Venezuela, which recently managed to established a mini-alliance for itself, composed of a faithful list of smaller, poorer client states (Cuba, Bolivia, Ecuador, and Nicaragua), undoubtedly intends to assume the lead (if not control) of the region, by a more discrete version of the “good-old” revolutionary ideals, currently labeled as “Bolivarian”, whose ultimate goal is to spread its Rosy (but still radical) regime throughout the region, thus allowing Caracas in the end to be the New Latin Moscow of the Southwest… LOL
Brazil, on the other hand, always the “good boy”, while likely with the sincere intention to assist, ultimately intends to be perceived by the Western World as a grown up adolescent who just reached maturity and is therefore ready to assume its role at the “bottom of the top” with a permanent seat in the United Nations, and, possibly a permanent role within the G-8 group (perhaps a G-9?), where it would no longer be invited to their meetings just for “desert” (using Lula’s words).

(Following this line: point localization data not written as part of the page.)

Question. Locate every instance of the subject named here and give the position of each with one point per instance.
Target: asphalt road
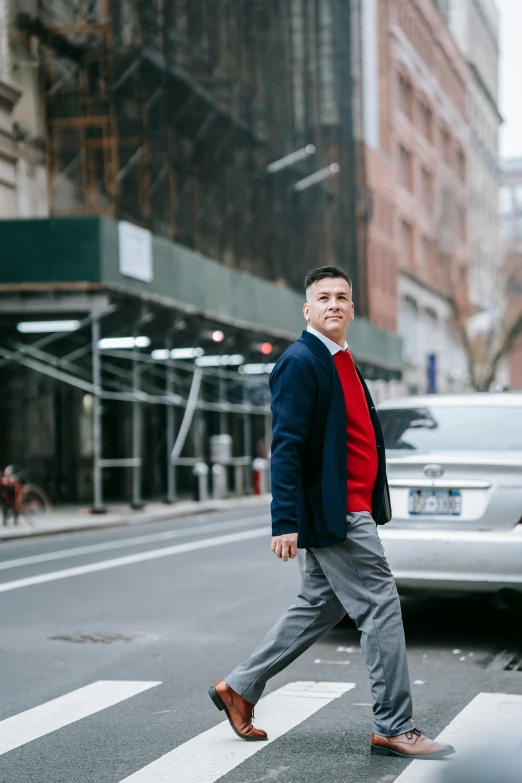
(170, 608)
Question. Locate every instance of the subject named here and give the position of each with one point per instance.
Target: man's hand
(285, 546)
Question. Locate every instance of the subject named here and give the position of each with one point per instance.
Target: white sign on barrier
(135, 252)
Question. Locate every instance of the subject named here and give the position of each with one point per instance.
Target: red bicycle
(19, 499)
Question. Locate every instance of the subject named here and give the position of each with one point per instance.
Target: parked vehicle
(20, 499)
(455, 475)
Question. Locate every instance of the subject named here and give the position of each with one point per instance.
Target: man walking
(329, 490)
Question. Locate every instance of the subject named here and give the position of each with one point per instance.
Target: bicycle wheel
(34, 503)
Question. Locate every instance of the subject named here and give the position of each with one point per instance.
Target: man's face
(329, 308)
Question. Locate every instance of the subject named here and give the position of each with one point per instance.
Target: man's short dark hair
(323, 272)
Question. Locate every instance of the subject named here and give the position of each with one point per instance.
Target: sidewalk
(67, 519)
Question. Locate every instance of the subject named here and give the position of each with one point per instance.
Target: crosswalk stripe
(490, 719)
(130, 559)
(52, 715)
(122, 543)
(214, 753)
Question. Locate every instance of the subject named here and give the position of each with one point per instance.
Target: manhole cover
(506, 660)
(515, 663)
(100, 638)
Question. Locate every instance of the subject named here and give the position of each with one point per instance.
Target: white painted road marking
(61, 554)
(39, 721)
(209, 756)
(490, 719)
(138, 558)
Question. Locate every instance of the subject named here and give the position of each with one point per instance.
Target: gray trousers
(352, 577)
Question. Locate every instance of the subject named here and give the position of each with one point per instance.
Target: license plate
(438, 502)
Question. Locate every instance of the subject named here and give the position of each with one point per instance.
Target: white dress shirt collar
(332, 347)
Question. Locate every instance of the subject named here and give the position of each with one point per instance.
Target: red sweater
(361, 448)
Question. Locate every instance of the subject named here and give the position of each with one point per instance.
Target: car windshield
(452, 428)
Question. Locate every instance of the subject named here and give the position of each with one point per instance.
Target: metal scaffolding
(167, 113)
(134, 378)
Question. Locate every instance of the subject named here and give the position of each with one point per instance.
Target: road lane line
(60, 554)
(490, 720)
(131, 559)
(214, 753)
(74, 706)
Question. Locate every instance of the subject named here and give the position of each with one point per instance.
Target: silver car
(455, 473)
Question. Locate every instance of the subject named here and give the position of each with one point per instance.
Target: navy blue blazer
(308, 462)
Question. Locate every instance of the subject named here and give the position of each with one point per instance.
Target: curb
(129, 521)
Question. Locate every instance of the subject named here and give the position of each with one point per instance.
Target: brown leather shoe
(412, 745)
(239, 712)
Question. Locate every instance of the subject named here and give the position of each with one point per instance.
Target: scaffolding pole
(96, 420)
(171, 428)
(136, 435)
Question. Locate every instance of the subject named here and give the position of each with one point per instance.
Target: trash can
(260, 476)
(219, 481)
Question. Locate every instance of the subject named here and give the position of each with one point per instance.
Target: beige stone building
(475, 27)
(23, 188)
(416, 143)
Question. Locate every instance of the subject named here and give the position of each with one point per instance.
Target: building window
(409, 323)
(445, 145)
(427, 189)
(425, 120)
(406, 244)
(426, 252)
(405, 97)
(506, 227)
(405, 169)
(518, 198)
(461, 224)
(505, 202)
(461, 164)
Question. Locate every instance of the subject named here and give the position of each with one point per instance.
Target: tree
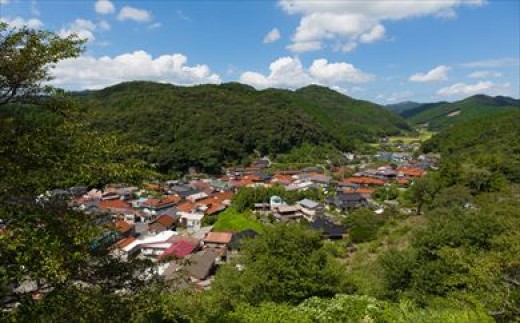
(363, 225)
(45, 143)
(286, 264)
(26, 57)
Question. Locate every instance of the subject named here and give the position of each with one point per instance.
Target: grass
(423, 136)
(232, 220)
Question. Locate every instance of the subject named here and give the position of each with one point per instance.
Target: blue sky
(385, 51)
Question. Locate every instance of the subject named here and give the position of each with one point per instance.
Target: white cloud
(439, 73)
(82, 28)
(358, 21)
(19, 22)
(482, 87)
(87, 72)
(104, 7)
(333, 73)
(491, 63)
(288, 72)
(272, 36)
(154, 26)
(373, 35)
(302, 47)
(399, 96)
(484, 74)
(130, 13)
(104, 25)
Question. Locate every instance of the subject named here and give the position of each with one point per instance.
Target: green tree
(286, 264)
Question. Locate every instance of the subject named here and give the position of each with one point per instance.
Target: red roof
(218, 237)
(114, 204)
(125, 242)
(214, 203)
(365, 181)
(123, 226)
(165, 220)
(361, 190)
(179, 249)
(411, 171)
(158, 203)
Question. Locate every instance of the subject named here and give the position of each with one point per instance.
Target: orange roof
(123, 226)
(125, 242)
(283, 179)
(402, 181)
(214, 203)
(170, 199)
(365, 180)
(411, 171)
(114, 204)
(218, 237)
(165, 220)
(361, 190)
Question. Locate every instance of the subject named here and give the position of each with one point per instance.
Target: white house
(192, 221)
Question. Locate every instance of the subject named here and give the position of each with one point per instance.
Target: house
(310, 208)
(124, 228)
(238, 239)
(153, 205)
(162, 223)
(191, 221)
(328, 229)
(201, 264)
(180, 248)
(150, 246)
(345, 201)
(365, 181)
(410, 171)
(217, 239)
(287, 212)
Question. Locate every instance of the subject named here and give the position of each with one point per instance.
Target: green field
(232, 220)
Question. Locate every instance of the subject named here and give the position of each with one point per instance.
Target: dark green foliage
(490, 146)
(285, 264)
(441, 115)
(363, 225)
(209, 126)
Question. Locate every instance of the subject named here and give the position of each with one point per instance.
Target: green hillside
(209, 126)
(443, 114)
(352, 118)
(487, 143)
(402, 107)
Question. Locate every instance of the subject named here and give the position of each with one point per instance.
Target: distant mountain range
(440, 115)
(209, 126)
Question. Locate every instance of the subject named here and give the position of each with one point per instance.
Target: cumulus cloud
(19, 22)
(82, 28)
(104, 25)
(272, 36)
(491, 63)
(104, 7)
(439, 73)
(484, 74)
(130, 13)
(288, 72)
(87, 72)
(358, 21)
(482, 87)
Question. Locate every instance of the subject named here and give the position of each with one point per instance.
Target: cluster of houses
(167, 222)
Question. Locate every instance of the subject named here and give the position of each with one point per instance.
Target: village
(172, 223)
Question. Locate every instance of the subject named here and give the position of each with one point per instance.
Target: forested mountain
(401, 107)
(491, 144)
(208, 126)
(443, 114)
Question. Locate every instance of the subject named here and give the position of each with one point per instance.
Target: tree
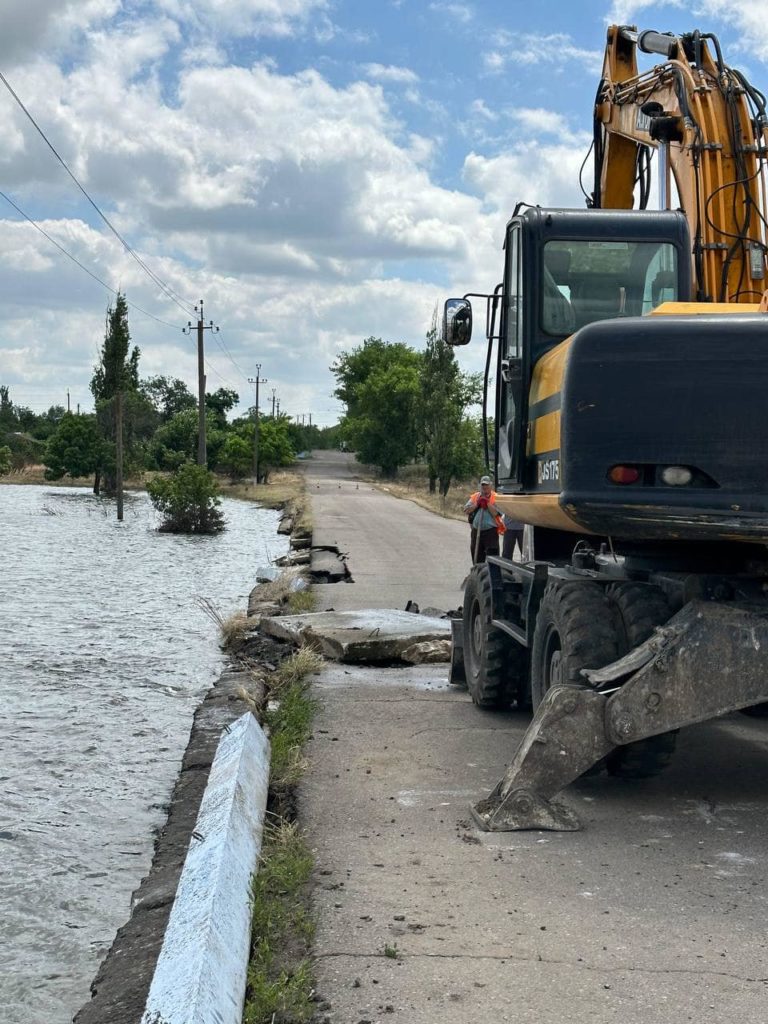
(379, 383)
(445, 392)
(168, 394)
(118, 364)
(237, 456)
(274, 445)
(275, 448)
(187, 501)
(117, 372)
(75, 450)
(176, 440)
(220, 402)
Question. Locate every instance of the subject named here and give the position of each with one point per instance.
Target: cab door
(511, 392)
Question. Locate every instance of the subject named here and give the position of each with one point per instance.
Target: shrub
(187, 501)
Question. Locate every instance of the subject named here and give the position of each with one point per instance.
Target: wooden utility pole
(119, 453)
(202, 326)
(256, 380)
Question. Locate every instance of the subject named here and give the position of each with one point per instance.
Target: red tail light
(624, 474)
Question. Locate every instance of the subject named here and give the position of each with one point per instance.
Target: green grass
(280, 976)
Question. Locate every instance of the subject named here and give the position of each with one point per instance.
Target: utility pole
(202, 326)
(256, 380)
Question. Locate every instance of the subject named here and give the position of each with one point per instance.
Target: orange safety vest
(500, 527)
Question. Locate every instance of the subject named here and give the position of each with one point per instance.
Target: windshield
(585, 281)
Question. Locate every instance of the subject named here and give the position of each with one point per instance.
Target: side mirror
(457, 322)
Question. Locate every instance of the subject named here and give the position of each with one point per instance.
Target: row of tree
(404, 406)
(160, 425)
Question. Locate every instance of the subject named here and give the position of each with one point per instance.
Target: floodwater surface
(105, 652)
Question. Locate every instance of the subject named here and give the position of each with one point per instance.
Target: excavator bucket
(709, 659)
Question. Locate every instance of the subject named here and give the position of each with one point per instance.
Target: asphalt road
(386, 539)
(654, 912)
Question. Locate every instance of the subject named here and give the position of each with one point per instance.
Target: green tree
(237, 456)
(274, 445)
(445, 392)
(187, 501)
(220, 402)
(379, 384)
(117, 371)
(75, 450)
(169, 395)
(176, 441)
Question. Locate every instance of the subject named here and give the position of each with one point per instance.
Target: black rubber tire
(574, 630)
(496, 667)
(756, 711)
(638, 609)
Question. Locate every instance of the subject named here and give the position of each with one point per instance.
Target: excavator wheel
(496, 667)
(574, 630)
(639, 608)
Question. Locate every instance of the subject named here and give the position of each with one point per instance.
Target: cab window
(587, 281)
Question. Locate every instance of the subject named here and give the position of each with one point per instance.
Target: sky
(315, 171)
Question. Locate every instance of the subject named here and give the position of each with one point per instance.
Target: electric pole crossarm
(258, 379)
(202, 326)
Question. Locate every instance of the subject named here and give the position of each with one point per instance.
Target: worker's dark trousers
(488, 544)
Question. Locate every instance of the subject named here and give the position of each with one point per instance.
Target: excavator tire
(573, 630)
(639, 608)
(496, 667)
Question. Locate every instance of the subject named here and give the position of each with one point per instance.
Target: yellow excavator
(630, 352)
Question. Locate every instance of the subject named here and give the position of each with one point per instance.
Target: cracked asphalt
(654, 912)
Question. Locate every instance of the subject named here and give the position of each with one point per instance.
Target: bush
(187, 501)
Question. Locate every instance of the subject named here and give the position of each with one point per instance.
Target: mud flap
(708, 660)
(458, 676)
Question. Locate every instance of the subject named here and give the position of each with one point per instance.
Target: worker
(485, 520)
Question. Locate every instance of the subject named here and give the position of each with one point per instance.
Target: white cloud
(458, 11)
(546, 175)
(30, 26)
(390, 73)
(527, 49)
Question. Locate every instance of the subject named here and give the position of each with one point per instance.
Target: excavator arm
(710, 128)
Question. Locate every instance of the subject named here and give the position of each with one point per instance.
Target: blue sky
(318, 171)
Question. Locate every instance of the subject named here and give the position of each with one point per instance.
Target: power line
(82, 265)
(186, 306)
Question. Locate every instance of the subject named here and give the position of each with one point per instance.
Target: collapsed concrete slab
(328, 565)
(369, 635)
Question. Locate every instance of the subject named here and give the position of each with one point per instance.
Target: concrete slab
(328, 565)
(369, 635)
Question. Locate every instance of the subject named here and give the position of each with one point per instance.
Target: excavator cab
(564, 269)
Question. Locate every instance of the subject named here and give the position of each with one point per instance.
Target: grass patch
(285, 487)
(289, 717)
(281, 986)
(301, 600)
(280, 976)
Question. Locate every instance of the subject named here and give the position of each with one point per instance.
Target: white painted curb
(200, 977)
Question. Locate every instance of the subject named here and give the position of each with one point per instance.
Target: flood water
(104, 654)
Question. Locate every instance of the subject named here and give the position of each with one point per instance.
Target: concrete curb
(201, 972)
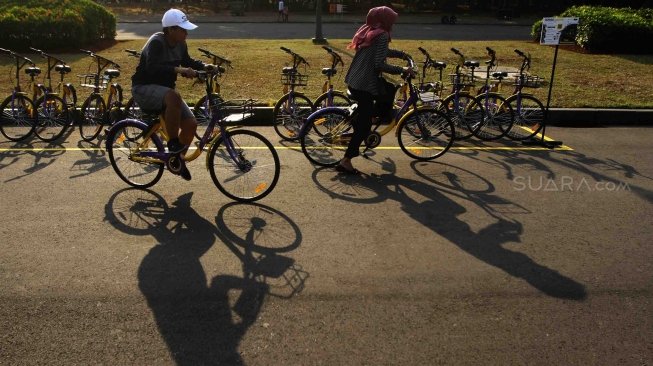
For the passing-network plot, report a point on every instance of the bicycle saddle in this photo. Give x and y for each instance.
(32, 71)
(62, 69)
(112, 73)
(329, 71)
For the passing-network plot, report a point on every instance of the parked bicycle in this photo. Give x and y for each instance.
(529, 112)
(18, 114)
(292, 109)
(203, 106)
(423, 132)
(99, 110)
(55, 104)
(243, 164)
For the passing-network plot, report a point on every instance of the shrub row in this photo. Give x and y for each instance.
(52, 24)
(610, 30)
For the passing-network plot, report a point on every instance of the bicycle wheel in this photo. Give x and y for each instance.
(125, 141)
(132, 110)
(425, 134)
(18, 118)
(249, 175)
(497, 117)
(54, 117)
(94, 116)
(326, 148)
(463, 115)
(529, 116)
(289, 115)
(203, 114)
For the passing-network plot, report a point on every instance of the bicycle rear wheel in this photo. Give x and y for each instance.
(289, 115)
(426, 134)
(54, 118)
(325, 146)
(497, 117)
(125, 141)
(253, 170)
(529, 116)
(17, 118)
(94, 116)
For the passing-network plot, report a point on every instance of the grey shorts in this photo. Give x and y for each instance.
(150, 97)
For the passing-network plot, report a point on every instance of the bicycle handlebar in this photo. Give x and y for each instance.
(98, 57)
(295, 56)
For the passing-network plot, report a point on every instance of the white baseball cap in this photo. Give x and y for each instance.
(176, 17)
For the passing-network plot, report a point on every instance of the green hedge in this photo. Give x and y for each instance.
(52, 24)
(610, 30)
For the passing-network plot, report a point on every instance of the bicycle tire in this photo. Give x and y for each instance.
(18, 118)
(326, 149)
(528, 120)
(123, 142)
(497, 117)
(463, 117)
(54, 118)
(203, 115)
(94, 116)
(289, 116)
(255, 174)
(425, 134)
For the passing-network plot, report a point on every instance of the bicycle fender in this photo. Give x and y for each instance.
(319, 113)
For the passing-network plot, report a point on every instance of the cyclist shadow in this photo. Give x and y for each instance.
(195, 318)
(443, 215)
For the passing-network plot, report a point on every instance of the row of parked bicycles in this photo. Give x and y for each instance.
(427, 119)
(243, 164)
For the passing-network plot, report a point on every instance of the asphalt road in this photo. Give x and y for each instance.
(258, 30)
(493, 254)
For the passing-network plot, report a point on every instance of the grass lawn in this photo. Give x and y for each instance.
(581, 80)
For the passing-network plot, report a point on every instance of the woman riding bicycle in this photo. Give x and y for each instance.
(372, 93)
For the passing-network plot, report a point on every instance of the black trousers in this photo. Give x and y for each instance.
(369, 107)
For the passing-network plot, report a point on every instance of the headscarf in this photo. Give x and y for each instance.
(379, 20)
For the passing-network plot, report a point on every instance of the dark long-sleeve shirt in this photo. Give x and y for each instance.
(158, 61)
(369, 63)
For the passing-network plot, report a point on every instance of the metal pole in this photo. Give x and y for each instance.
(319, 39)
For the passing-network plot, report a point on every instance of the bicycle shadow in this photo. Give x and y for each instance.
(201, 322)
(439, 212)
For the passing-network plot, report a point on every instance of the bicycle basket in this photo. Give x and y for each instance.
(88, 81)
(295, 79)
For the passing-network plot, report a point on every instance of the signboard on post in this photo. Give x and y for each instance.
(557, 31)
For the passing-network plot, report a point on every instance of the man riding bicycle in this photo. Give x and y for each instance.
(164, 56)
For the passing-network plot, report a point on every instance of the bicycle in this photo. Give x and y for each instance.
(498, 115)
(423, 132)
(100, 110)
(460, 105)
(293, 107)
(243, 165)
(202, 109)
(19, 118)
(52, 128)
(529, 112)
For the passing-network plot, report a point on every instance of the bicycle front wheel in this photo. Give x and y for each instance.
(94, 116)
(125, 143)
(245, 167)
(17, 118)
(529, 116)
(326, 145)
(426, 134)
(289, 115)
(54, 118)
(497, 117)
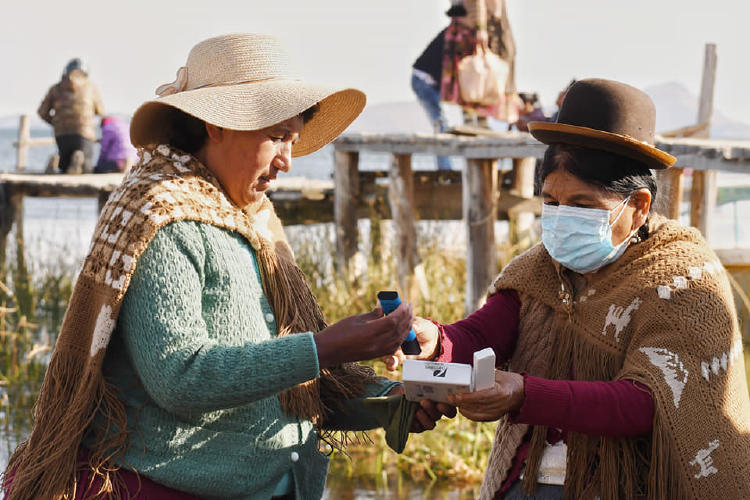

As such, either spreading neo-Marxist ideas or promoting “economic integration”, Brazil and Venezuela go forth with common plans (without actual, realistic consensus), pursuing completely unrealistic lofty goals, simply to place them, in the end, in a position to achieve their hidden agendas. Worse yet, is their inability to foresee the inevitable source of significant conflict between them, in the long run… Hopefully, I’m being too pessimistic.